А между тем, в отряде произошли изменения. Вместо одного из молодых ребят вызвался идти Костя. Итого получалось, что на поверхность отправлялись сразу трое старших мужчин, которые помнили прежнюю жизнь. Впервые за много лет: Марина старалась в отряд к одному опытному разведчику ставить молодых ребят или отправлять новоявленных разведчиков одних. Это было резонно – помнивших жизнь на поверхности в бункере оставалось четырнадцать, из них мужчин – только шесть.
Еще в отряде – Володя, помнивший позывные Фрунзенской и хоть мало-мальски представляющий себе, что такое жизнь в большом метро. И Илья, который до сих пор считал себя виноватым перед Мариной за то, что сообщил ей о смерти Петра.
– Последние напутствия, – устало вздохнул Паценков, появляясь перед внутренней гермодверью. – В перестрелки не вступайте. Постарайтесь вернуться все. Я желаю вам только удачи, потому что лишь везение может вас спасти. Я надеюсь, что Марина жива. С Богом!
Первый раз бункер видел начальника таким. Уставшим, почти сломленным. И первый раз за долгие-долгие годы удачи просили у Бога, а не у самих себя.
– Идем! – приказал уже пришедший в себя Чернов.
Отряд вышел из бункера. Крышка люка последнего пристанища захлопнулась. А дальше… Дальше предстояло просто идти вперед, не задавая провокационных вопросов «зачем».

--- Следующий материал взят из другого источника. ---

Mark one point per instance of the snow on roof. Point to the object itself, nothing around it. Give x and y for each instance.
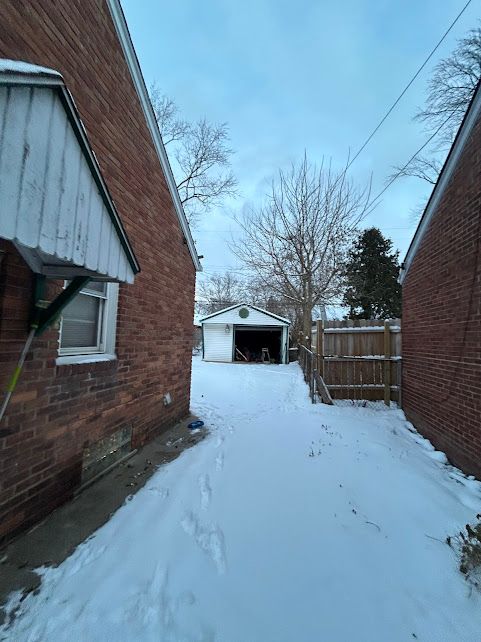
(21, 67)
(245, 305)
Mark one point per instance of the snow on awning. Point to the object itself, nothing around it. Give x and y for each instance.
(54, 203)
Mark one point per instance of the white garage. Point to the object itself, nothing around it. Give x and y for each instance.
(246, 334)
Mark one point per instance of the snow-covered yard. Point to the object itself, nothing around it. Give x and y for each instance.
(290, 523)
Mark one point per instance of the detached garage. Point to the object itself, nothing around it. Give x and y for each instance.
(245, 333)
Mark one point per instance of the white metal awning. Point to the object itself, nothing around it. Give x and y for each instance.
(54, 203)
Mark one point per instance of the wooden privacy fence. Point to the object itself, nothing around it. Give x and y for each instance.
(357, 360)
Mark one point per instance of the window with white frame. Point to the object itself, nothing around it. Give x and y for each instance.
(89, 321)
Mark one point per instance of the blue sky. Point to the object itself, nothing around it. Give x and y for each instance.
(289, 76)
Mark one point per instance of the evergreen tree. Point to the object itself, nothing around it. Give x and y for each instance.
(372, 290)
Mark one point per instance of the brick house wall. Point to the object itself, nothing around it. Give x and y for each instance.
(442, 319)
(57, 411)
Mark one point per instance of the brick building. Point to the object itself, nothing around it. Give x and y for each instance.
(94, 382)
(441, 279)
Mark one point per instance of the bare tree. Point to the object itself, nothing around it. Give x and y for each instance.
(200, 154)
(220, 291)
(297, 241)
(450, 90)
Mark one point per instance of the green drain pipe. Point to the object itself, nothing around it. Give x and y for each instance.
(41, 318)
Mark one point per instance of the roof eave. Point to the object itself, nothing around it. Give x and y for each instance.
(445, 175)
(123, 33)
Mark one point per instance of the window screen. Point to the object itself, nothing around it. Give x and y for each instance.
(83, 320)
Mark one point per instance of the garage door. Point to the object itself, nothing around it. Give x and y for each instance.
(217, 342)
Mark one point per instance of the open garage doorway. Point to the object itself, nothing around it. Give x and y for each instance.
(258, 344)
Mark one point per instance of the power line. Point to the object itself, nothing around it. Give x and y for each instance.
(386, 115)
(400, 172)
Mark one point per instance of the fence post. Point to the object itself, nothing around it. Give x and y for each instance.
(387, 363)
(320, 347)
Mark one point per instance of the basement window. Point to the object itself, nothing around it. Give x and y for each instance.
(88, 322)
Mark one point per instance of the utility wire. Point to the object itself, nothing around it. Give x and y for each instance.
(401, 171)
(386, 115)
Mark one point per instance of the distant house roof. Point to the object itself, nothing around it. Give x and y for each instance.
(244, 305)
(465, 129)
(139, 84)
(56, 207)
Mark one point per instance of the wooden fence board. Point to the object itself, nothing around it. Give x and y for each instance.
(351, 355)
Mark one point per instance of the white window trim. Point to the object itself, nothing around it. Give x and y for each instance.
(68, 356)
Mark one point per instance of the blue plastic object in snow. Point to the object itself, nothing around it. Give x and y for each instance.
(195, 424)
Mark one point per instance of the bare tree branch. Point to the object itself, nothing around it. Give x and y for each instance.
(201, 157)
(296, 242)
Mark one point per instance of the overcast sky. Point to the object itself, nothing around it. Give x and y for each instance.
(288, 76)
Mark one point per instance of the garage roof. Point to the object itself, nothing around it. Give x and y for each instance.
(55, 205)
(244, 305)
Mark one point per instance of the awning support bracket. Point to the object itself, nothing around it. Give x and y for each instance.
(42, 318)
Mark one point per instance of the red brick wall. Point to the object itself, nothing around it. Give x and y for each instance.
(57, 411)
(442, 320)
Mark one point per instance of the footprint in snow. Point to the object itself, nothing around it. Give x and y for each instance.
(205, 491)
(208, 538)
(163, 493)
(219, 461)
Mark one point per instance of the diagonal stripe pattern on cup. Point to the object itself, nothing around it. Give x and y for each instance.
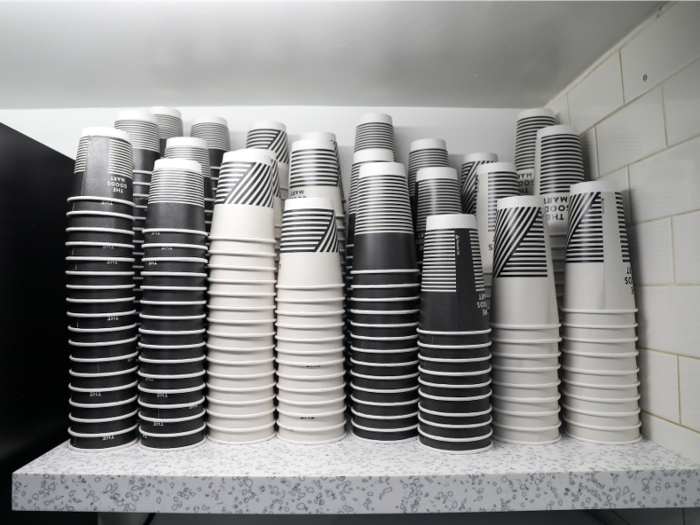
(100, 293)
(525, 325)
(468, 178)
(375, 131)
(529, 122)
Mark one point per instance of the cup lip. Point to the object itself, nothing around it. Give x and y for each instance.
(311, 403)
(455, 414)
(103, 360)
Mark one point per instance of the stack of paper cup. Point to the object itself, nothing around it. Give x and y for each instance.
(494, 181)
(529, 123)
(240, 360)
(437, 193)
(172, 321)
(455, 414)
(142, 128)
(375, 131)
(558, 165)
(215, 131)
(310, 362)
(192, 148)
(384, 312)
(272, 136)
(169, 124)
(469, 164)
(525, 326)
(600, 383)
(100, 294)
(424, 153)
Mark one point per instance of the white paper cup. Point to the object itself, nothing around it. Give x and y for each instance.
(599, 434)
(287, 366)
(309, 421)
(313, 436)
(238, 395)
(601, 377)
(526, 419)
(517, 404)
(240, 408)
(236, 368)
(311, 382)
(525, 376)
(240, 436)
(240, 381)
(242, 421)
(305, 395)
(592, 361)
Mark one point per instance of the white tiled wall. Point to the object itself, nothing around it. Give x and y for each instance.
(638, 112)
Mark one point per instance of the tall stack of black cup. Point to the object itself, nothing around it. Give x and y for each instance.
(455, 412)
(142, 128)
(100, 293)
(384, 311)
(172, 321)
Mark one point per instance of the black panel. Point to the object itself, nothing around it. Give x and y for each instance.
(34, 184)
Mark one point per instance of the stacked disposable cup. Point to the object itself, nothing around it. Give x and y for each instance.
(359, 158)
(314, 172)
(172, 319)
(240, 360)
(100, 294)
(169, 124)
(375, 131)
(215, 131)
(272, 136)
(424, 153)
(558, 165)
(600, 384)
(468, 181)
(310, 362)
(529, 123)
(192, 148)
(384, 310)
(437, 193)
(455, 413)
(494, 181)
(525, 326)
(142, 128)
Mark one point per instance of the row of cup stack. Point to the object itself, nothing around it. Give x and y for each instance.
(599, 368)
(100, 293)
(454, 409)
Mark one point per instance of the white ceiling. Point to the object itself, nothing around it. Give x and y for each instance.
(469, 53)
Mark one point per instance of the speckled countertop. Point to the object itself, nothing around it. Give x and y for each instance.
(357, 477)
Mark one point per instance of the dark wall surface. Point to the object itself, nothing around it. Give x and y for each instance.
(34, 184)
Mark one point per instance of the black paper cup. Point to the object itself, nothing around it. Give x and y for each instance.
(103, 396)
(368, 395)
(456, 446)
(159, 367)
(103, 411)
(165, 426)
(384, 356)
(376, 435)
(167, 398)
(103, 366)
(171, 353)
(450, 405)
(104, 442)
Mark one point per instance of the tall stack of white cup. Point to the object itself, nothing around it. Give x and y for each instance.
(310, 362)
(494, 181)
(600, 374)
(529, 122)
(525, 326)
(558, 165)
(242, 302)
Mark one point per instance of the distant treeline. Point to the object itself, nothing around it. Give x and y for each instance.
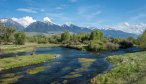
(94, 41)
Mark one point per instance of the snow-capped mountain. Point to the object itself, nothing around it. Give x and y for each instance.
(10, 22)
(47, 26)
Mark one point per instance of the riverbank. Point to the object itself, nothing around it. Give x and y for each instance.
(23, 48)
(14, 62)
(128, 68)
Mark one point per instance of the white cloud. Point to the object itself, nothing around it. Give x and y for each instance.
(59, 8)
(28, 10)
(47, 19)
(42, 10)
(25, 21)
(88, 13)
(130, 28)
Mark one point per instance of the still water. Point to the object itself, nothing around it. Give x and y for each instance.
(72, 67)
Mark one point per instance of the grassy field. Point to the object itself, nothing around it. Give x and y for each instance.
(128, 69)
(13, 62)
(23, 48)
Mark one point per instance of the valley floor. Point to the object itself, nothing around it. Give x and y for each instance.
(14, 62)
(23, 48)
(128, 69)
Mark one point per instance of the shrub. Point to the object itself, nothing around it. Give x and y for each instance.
(125, 44)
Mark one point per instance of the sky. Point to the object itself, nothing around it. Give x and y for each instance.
(95, 13)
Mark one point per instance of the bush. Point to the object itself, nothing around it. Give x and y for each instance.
(112, 46)
(143, 40)
(20, 38)
(125, 44)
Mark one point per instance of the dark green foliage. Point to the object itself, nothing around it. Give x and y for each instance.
(96, 35)
(6, 34)
(143, 40)
(40, 39)
(65, 36)
(20, 38)
(125, 44)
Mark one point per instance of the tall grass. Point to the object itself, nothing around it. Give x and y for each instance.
(13, 62)
(129, 68)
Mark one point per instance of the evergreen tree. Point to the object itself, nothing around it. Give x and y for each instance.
(65, 36)
(20, 38)
(143, 40)
(96, 35)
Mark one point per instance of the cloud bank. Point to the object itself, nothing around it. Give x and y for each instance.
(25, 21)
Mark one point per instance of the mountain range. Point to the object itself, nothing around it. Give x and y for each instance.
(50, 27)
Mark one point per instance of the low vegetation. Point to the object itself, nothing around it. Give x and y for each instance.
(129, 69)
(13, 62)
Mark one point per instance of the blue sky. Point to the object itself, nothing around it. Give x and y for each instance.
(79, 12)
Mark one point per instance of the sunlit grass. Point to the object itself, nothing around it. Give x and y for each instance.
(24, 48)
(35, 70)
(85, 63)
(129, 68)
(13, 62)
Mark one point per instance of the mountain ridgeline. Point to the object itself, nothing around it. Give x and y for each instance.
(49, 27)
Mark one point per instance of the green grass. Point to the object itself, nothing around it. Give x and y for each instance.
(24, 48)
(36, 70)
(13, 62)
(129, 69)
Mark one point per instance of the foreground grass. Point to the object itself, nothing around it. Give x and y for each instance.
(129, 69)
(13, 62)
(24, 48)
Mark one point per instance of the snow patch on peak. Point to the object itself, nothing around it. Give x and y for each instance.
(3, 20)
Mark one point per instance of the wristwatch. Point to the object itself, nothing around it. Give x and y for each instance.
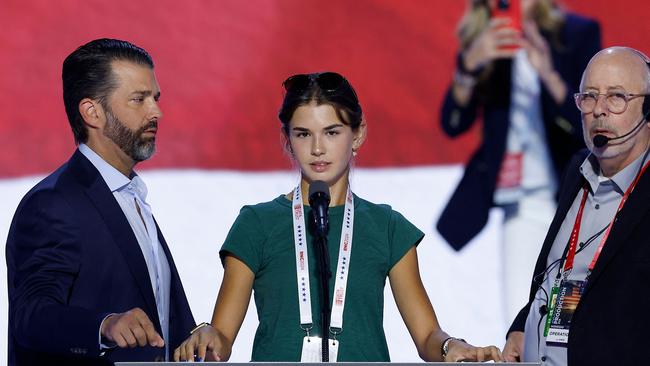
(204, 324)
(444, 347)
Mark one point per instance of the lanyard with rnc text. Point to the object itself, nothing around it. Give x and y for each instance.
(573, 243)
(302, 262)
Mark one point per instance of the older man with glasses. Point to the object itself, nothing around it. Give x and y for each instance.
(588, 302)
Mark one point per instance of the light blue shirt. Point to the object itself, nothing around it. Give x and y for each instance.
(131, 194)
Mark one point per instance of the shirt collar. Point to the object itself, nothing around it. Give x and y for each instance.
(113, 178)
(590, 169)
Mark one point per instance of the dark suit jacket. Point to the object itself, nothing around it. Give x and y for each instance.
(467, 211)
(72, 259)
(610, 325)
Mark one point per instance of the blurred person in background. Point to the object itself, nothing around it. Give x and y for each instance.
(518, 66)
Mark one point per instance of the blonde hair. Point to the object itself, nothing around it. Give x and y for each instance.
(546, 14)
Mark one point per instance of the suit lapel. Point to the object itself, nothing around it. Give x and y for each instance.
(633, 211)
(118, 225)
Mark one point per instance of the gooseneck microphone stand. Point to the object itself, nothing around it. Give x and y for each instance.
(319, 199)
(320, 242)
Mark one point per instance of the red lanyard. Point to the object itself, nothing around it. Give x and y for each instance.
(573, 241)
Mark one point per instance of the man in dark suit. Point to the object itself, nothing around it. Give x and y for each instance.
(91, 280)
(588, 302)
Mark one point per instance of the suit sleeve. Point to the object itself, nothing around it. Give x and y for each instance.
(44, 256)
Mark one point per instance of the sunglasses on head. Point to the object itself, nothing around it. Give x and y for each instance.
(326, 81)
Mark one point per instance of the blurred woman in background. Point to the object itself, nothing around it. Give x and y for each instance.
(518, 66)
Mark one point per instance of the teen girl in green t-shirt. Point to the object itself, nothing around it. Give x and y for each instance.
(268, 251)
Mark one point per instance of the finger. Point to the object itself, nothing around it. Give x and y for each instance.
(190, 350)
(119, 339)
(140, 335)
(495, 353)
(129, 338)
(480, 354)
(506, 32)
(180, 351)
(505, 53)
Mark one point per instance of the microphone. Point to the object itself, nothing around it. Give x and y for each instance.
(319, 200)
(602, 140)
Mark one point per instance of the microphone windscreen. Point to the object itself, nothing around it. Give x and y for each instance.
(318, 186)
(600, 140)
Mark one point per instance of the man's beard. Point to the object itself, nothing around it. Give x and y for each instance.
(129, 141)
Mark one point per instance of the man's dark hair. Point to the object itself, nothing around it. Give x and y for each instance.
(87, 73)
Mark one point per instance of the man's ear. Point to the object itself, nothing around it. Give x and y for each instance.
(92, 113)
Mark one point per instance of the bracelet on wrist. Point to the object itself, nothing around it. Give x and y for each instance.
(204, 324)
(444, 347)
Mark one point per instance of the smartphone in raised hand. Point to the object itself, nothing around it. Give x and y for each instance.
(510, 10)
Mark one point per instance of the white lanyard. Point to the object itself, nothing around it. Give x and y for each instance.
(302, 262)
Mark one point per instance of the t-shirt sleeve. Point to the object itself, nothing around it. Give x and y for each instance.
(402, 235)
(245, 240)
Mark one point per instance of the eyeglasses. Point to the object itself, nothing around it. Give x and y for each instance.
(616, 102)
(327, 81)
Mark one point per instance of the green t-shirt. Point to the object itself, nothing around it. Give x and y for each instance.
(262, 237)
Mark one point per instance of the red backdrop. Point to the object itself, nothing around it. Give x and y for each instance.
(220, 64)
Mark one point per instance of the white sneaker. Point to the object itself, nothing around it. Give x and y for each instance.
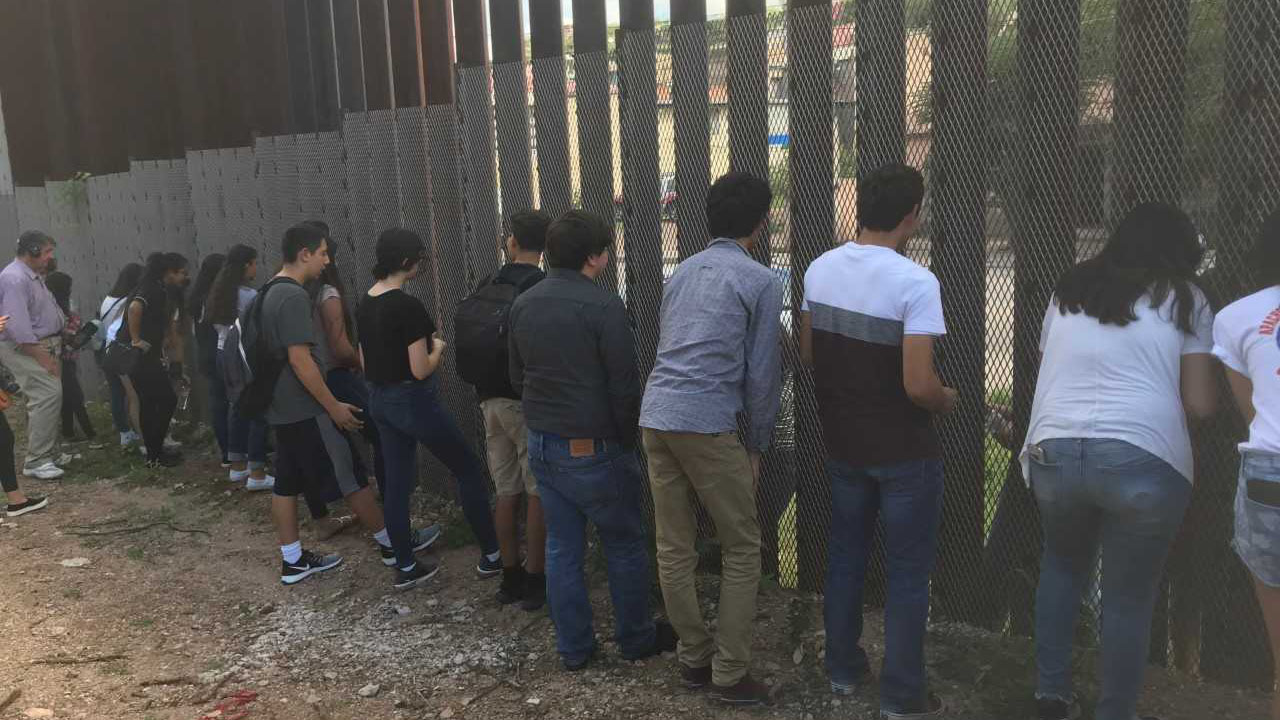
(255, 484)
(45, 472)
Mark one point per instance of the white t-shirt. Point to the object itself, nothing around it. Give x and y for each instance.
(1118, 382)
(862, 301)
(1246, 341)
(110, 311)
(243, 297)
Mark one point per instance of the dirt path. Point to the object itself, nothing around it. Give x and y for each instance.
(179, 609)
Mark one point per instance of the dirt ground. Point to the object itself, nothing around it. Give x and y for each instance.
(172, 610)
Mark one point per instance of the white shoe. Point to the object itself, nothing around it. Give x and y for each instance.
(45, 472)
(255, 484)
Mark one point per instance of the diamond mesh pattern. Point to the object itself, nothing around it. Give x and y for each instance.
(1038, 123)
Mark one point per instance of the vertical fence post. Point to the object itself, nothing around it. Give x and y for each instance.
(475, 108)
(375, 55)
(641, 223)
(511, 104)
(1233, 647)
(594, 103)
(746, 36)
(958, 222)
(348, 57)
(1043, 220)
(551, 130)
(690, 100)
(813, 219)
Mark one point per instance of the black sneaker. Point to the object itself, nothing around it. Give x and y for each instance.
(421, 572)
(1056, 709)
(489, 568)
(535, 592)
(512, 588)
(664, 639)
(933, 707)
(307, 565)
(33, 502)
(423, 538)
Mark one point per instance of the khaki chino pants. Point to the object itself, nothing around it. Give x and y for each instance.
(44, 400)
(716, 466)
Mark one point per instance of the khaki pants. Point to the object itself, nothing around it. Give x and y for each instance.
(507, 443)
(44, 400)
(717, 468)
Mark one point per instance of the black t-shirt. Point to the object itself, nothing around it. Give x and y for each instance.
(388, 324)
(156, 314)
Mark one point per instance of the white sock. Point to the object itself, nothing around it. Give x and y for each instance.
(292, 552)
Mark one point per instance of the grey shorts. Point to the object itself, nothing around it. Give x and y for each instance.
(1257, 524)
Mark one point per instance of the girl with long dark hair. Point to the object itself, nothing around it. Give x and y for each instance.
(151, 326)
(401, 352)
(206, 346)
(1125, 359)
(231, 295)
(1244, 340)
(123, 406)
(73, 395)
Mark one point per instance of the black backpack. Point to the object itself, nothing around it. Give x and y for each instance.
(480, 328)
(250, 369)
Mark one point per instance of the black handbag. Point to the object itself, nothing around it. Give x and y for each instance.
(120, 359)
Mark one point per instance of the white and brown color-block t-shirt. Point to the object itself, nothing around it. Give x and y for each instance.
(863, 299)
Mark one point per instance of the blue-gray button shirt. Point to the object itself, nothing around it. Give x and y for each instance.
(718, 352)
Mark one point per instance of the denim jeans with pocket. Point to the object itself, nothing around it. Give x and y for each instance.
(1102, 493)
(603, 488)
(1257, 515)
(408, 414)
(906, 497)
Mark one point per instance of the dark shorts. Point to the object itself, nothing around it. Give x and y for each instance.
(316, 454)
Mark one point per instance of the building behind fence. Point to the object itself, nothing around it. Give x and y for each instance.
(1037, 122)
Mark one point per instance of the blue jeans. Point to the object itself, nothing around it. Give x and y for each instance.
(1111, 495)
(604, 488)
(219, 406)
(408, 414)
(908, 500)
(119, 404)
(246, 440)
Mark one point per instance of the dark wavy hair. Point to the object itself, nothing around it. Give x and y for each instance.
(128, 279)
(223, 304)
(204, 283)
(397, 250)
(1155, 251)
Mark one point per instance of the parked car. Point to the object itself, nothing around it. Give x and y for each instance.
(667, 200)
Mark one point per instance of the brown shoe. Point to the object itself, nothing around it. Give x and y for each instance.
(695, 678)
(748, 691)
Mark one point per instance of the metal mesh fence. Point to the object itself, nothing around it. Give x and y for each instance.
(1038, 123)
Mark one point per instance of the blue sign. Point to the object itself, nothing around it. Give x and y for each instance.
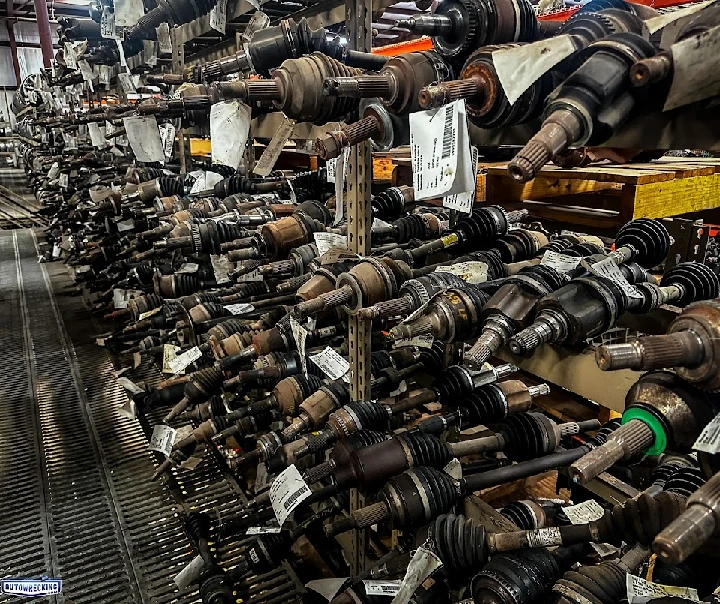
(32, 588)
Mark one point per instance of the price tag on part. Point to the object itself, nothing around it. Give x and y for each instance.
(640, 591)
(331, 363)
(423, 341)
(191, 573)
(440, 151)
(609, 269)
(229, 130)
(240, 309)
(162, 439)
(263, 530)
(560, 262)
(144, 138)
(221, 267)
(584, 512)
(472, 271)
(421, 566)
(183, 360)
(709, 439)
(218, 16)
(462, 202)
(272, 151)
(287, 492)
(299, 335)
(324, 241)
(375, 587)
(170, 353)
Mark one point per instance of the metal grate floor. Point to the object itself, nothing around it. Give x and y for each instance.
(76, 502)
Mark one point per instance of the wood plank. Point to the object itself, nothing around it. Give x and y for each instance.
(680, 196)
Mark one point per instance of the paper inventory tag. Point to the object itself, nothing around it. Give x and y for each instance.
(584, 512)
(144, 138)
(421, 566)
(229, 130)
(267, 160)
(331, 363)
(559, 262)
(709, 439)
(423, 341)
(287, 492)
(299, 335)
(520, 66)
(263, 530)
(162, 439)
(440, 151)
(180, 362)
(218, 16)
(170, 353)
(375, 587)
(240, 309)
(472, 271)
(324, 241)
(221, 267)
(609, 269)
(640, 591)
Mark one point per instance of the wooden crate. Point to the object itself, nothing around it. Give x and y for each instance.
(607, 196)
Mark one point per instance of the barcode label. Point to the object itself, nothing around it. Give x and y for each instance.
(709, 439)
(448, 133)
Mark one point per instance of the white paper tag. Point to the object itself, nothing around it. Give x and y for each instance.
(299, 335)
(162, 439)
(440, 151)
(421, 566)
(559, 262)
(324, 241)
(472, 271)
(229, 129)
(263, 530)
(240, 309)
(340, 180)
(609, 269)
(128, 12)
(188, 268)
(170, 353)
(121, 297)
(584, 512)
(640, 591)
(191, 573)
(164, 42)
(696, 69)
(218, 16)
(454, 468)
(287, 492)
(87, 73)
(376, 587)
(130, 386)
(144, 138)
(709, 439)
(462, 202)
(180, 362)
(267, 160)
(107, 24)
(521, 66)
(149, 313)
(167, 136)
(97, 139)
(424, 341)
(331, 363)
(221, 267)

* * *Марина дернулась и закричала от ужаса, когда острые клыки сомкнулись в паре сантиметров от ее лица. И снова раздался выстрел. Тварь начала медленно заваливаться вперед, грозя раздавить женщину своим весом. Из простреленного глаза на лицо Алексеевой текла слизь вперемешку с мутноватой бесцветной кровью монстра.
Тонкие лучи фонарей вспороли пространство. Послышалась отчаянная брань. Ночные твари на миг замешкались, ослепленные. Сильные руки рванули женщину из-под тела убитого мутанта, протащили по земле.
– Скорее! Держи ее, держи! – крикнул до боли знакомый голос. Алексееву подняли на ноги.
– Мишенька… – всхлипнула Марина. Из глаз ручьем покатились непрошеные слезы. Женщину трясло.
– Идти можешь? – спросил Чернов, перекрикивая грохот выстрелов.